Another point someone made is also true: the orientation of the beacon effects the signal strength is specific directions. This is due to the internal antenna being asymmetrically-oriented on the circuit board. It’s different for each type of beacon due to different board/antenna layouts. Try measuring the RSSI (using a free app such as LightBlue) of the beacon from 3 meters away using your phone. Write that number down (or better yet, the average of ten figures), then change the orientation of the beacon. See how the RSSI changes. It might be stronger or weaker. Continue those measurements in some sort of logical manner until you figure out your specific beacon’s “strong direction” and “weak direction”. Then use that knowledge to dial in your setup.


I returned the beacons and bought a Philips Hue Smart Dimmer Switch and Remote instead:

I affixed it to the outside frame of the door (that is, so it’s visible when the door is closed).

I set the top 3 buttons to 3 different “scenes” and the bottom button is just “Off” so if my wife walks by the office and I’m not in there, she can just push the button and turn off the lights, and not have to ask “Are you done in the office?” which was my primary goal of this entire endeavor in the first place.

Possible Bonus: A Visible “Do Not Disturb” Indicator

As a bonus, the actual “Remote Control” part actually comes off the base (it attaches with magnets), so I’ve told my wife and son that if the door is closed and the remote control part is not on the base, it means that I’m in the middle of something and can’t be interrupted, barring emergency.

(My son asked, “Why don’t you get just an ‘ON THE AIR’ sign?” To which I replied, “I looked, and if they had one that I could control with HomeKit, I would have bought one.")
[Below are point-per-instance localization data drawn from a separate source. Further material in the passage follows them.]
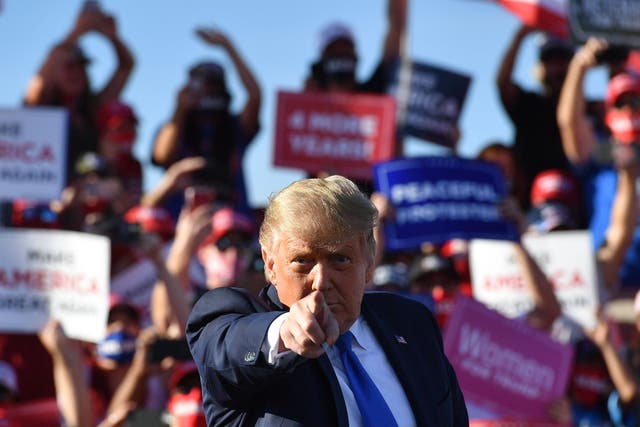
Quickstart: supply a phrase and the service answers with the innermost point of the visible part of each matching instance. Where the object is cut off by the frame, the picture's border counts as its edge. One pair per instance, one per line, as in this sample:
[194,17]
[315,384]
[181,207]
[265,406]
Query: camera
[613,54]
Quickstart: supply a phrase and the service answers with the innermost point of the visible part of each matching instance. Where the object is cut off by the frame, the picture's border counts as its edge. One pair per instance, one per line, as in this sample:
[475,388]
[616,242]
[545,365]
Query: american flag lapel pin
[400,339]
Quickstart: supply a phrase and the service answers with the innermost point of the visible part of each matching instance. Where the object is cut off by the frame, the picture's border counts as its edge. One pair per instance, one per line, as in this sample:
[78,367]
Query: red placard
[547,15]
[337,133]
[41,413]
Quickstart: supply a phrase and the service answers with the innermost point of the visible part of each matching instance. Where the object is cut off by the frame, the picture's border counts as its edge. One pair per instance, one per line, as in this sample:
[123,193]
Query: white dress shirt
[372,357]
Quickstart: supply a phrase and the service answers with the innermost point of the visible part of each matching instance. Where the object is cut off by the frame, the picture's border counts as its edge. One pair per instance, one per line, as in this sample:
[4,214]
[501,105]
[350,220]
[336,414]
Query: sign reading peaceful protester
[505,365]
[335,133]
[617,21]
[33,143]
[54,274]
[439,198]
[565,257]
[433,103]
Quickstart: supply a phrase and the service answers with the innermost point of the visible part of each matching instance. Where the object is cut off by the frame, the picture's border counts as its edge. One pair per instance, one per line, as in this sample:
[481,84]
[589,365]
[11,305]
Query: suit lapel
[390,341]
[329,373]
[269,294]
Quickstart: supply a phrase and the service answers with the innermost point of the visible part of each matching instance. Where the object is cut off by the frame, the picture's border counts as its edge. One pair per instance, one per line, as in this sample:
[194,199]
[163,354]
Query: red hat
[621,84]
[554,184]
[112,113]
[152,219]
[226,220]
[29,214]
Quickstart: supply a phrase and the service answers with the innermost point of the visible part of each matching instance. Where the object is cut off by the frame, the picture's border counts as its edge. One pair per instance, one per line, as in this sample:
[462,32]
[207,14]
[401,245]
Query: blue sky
[278,40]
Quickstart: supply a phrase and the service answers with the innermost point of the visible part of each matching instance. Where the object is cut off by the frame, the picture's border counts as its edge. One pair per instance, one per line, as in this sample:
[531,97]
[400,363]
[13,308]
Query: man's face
[296,267]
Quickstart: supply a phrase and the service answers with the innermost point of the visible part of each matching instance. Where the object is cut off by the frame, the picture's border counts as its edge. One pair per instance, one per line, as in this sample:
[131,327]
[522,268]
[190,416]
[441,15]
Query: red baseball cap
[152,219]
[112,113]
[225,220]
[554,184]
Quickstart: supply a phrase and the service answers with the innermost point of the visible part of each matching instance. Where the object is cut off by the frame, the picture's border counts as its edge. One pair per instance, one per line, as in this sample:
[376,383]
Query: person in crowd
[503,156]
[72,391]
[537,144]
[258,359]
[62,80]
[335,68]
[220,244]
[596,143]
[117,131]
[203,124]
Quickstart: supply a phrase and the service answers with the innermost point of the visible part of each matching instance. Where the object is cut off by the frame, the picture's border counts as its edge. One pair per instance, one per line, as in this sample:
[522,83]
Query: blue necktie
[373,408]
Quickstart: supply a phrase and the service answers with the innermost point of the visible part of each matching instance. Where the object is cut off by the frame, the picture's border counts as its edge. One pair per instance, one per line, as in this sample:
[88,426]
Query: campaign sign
[565,257]
[433,103]
[439,198]
[135,284]
[617,21]
[54,274]
[338,133]
[546,15]
[33,143]
[505,365]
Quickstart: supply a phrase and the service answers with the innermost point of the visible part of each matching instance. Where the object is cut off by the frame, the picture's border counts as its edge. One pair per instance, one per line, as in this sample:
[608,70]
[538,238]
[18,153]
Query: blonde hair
[323,210]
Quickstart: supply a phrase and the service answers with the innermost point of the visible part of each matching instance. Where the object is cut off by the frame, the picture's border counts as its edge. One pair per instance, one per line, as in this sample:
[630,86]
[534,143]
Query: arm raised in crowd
[126,62]
[170,305]
[397,23]
[621,375]
[42,87]
[624,212]
[176,178]
[72,392]
[578,138]
[250,115]
[506,86]
[546,307]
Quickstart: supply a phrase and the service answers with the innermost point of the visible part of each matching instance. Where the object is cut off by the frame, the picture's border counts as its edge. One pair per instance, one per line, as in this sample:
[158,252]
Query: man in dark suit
[272,361]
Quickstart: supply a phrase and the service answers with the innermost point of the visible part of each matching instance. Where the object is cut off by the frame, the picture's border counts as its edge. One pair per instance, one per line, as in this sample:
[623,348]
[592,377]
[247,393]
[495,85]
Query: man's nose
[321,279]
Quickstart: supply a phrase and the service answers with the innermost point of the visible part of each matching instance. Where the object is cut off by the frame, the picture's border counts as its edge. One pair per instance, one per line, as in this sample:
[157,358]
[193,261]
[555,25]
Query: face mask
[223,268]
[213,103]
[186,409]
[339,69]
[624,125]
[118,346]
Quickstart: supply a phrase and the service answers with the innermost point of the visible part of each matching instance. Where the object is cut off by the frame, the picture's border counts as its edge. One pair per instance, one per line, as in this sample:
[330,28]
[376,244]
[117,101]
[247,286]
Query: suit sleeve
[226,332]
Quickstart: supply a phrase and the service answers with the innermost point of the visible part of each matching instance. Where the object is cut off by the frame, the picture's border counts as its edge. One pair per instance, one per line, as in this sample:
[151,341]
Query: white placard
[33,147]
[54,274]
[567,259]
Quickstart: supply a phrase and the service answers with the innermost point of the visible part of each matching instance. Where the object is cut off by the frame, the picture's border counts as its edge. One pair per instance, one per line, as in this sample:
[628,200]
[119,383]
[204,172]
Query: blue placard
[434,102]
[439,198]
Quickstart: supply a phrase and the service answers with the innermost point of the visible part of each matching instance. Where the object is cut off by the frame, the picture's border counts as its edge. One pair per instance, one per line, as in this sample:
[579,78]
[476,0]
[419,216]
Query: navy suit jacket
[227,331]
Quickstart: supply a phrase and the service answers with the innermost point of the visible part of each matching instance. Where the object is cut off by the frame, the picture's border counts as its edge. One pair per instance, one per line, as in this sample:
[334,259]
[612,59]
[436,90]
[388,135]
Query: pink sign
[505,365]
[336,133]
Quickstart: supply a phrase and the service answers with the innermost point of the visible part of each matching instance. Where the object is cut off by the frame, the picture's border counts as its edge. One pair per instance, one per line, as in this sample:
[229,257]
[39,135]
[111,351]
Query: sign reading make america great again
[335,133]
[438,198]
[33,143]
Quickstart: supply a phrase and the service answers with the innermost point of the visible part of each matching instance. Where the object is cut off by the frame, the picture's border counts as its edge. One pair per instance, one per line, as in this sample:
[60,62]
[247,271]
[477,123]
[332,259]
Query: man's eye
[340,259]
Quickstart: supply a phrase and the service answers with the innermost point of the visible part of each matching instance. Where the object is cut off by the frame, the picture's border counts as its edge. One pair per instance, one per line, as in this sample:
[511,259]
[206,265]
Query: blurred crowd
[572,165]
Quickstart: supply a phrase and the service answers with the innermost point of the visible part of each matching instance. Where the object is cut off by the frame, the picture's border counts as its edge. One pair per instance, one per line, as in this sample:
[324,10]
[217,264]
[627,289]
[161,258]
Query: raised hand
[310,324]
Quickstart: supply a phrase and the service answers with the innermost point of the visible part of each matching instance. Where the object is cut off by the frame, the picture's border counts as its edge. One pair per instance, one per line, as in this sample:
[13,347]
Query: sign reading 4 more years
[33,143]
[439,198]
[335,133]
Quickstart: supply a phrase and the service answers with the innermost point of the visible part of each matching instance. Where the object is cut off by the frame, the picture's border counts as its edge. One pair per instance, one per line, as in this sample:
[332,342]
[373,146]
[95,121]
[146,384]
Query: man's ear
[269,271]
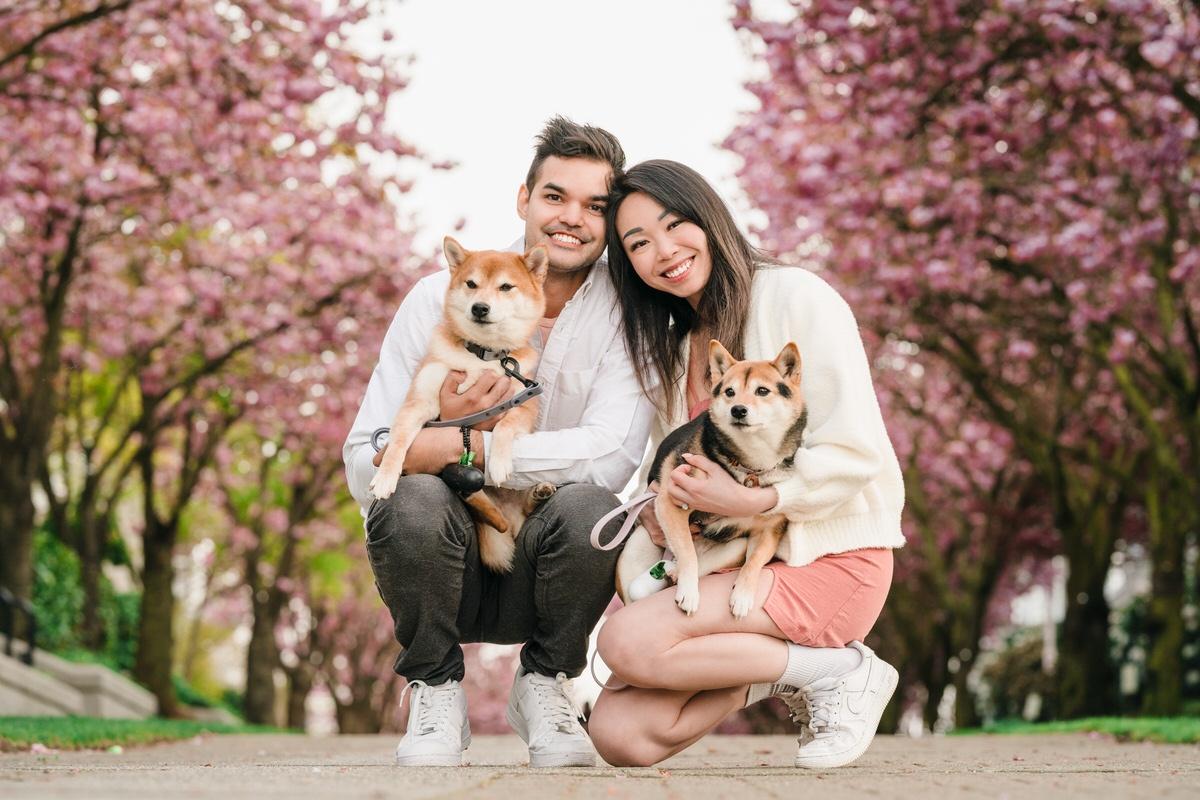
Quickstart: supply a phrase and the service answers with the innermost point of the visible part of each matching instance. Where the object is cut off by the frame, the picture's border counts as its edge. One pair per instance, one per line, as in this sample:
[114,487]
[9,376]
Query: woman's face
[669,252]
Since I obviously have to go to the door to close the door and the remote is right there, it makes it a pretty easy system. I guess we’ll see how that part works in practice, but the quick & easy ability to turn the lights on/off was the main goal. This isn’t quite as “automated” as I wish, but it should be less error-prone, and it took a lot less time to get it set up.


I’m looking at a bunch right now. Fortunately, they all seem to have normal plugs so I can just attach it to a HomeKit outlet.

Assuming that they will turn on when power is restored. An annoying number of devices require a physical button push to turn something on, even if it was on when power was cut.

At least in my (admittedly limited) experience.

As you moved onto the Phillips system, you can do what I do which is to get a motion detector app, and have it face my desk. It turns on when I walk in the door, and it stays active because as long as I’m at my desk, even quietly typing, it registers that as motion to keep the light on. When I leave, I have it set to turn off three minutes after it stops sensing motion.

Works like a charm for what I think you want, because you don’t have to do anything other than walk out the door.